After completion of the initial transcribing process, for brief periods during 1973, 1975, and 1977 the shorter transcription of Psychotherapy, of Clarification of Terms, and of the Song of Prayer, which are the remainder of the standard material of ACIM, were transcribed in similar fashion.

Move to California and death

In 1978, Thetford resigned from his positions at both Columbia University and at Columbia Presbyterian Hospital. In 1980 he packed up his household and, at the apparent invitation of Judith Skutch Whitson, moved to Tiburon, California, where Whitson was employed full-time in the publication and distribution of ACIM.

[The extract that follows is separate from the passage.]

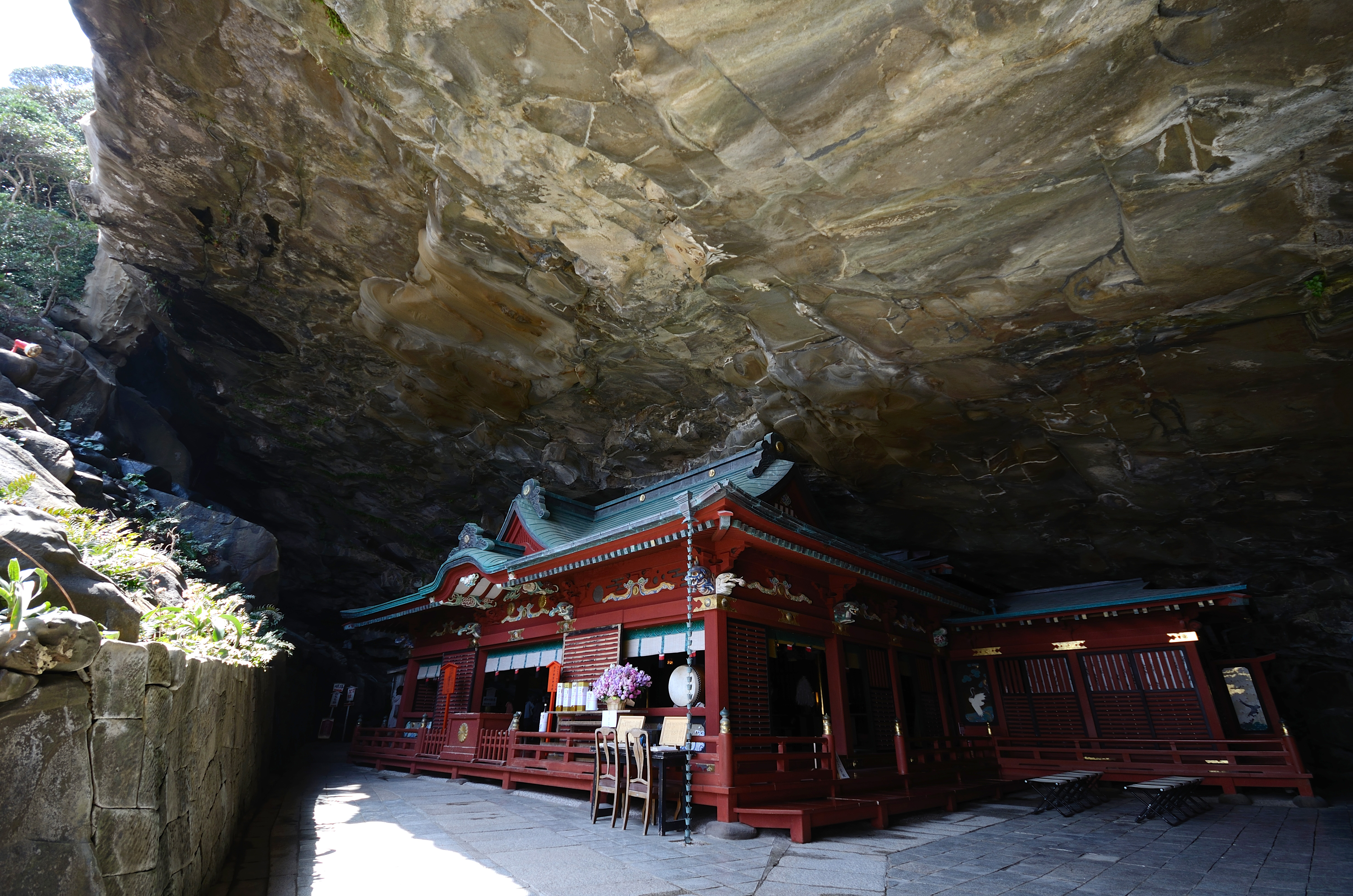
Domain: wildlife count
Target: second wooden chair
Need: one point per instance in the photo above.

Then, in Tiburon at age 57, Thetford transitioned into semi-retirement, no longer accepting positions of heavy responsibility in either his professional life or in his involvement with the ever growing readership of ACIM. In California, Thetford took on two part-time positions; one as a psychology consultant at Travis Air Force Base and the other as a director of the ACIM-related Center for Attitudinal Healing in Tiburon, offered to him by his friend and fellow student of ACIM, Gerald Jampolsky.
In California, Thetford spent the final eight years of his life attending meetings of fellow ACIM students where ACIM principles would be discussed, but only rarely engaging in these discussions authoritatively. Instead, during this final period of his life, he appears to have been primarily concerned with his personal study of the ACIM material, and with enriching his own grasp of its message.
On July 4, 1988, at age 65, Thetford died of a heart attack.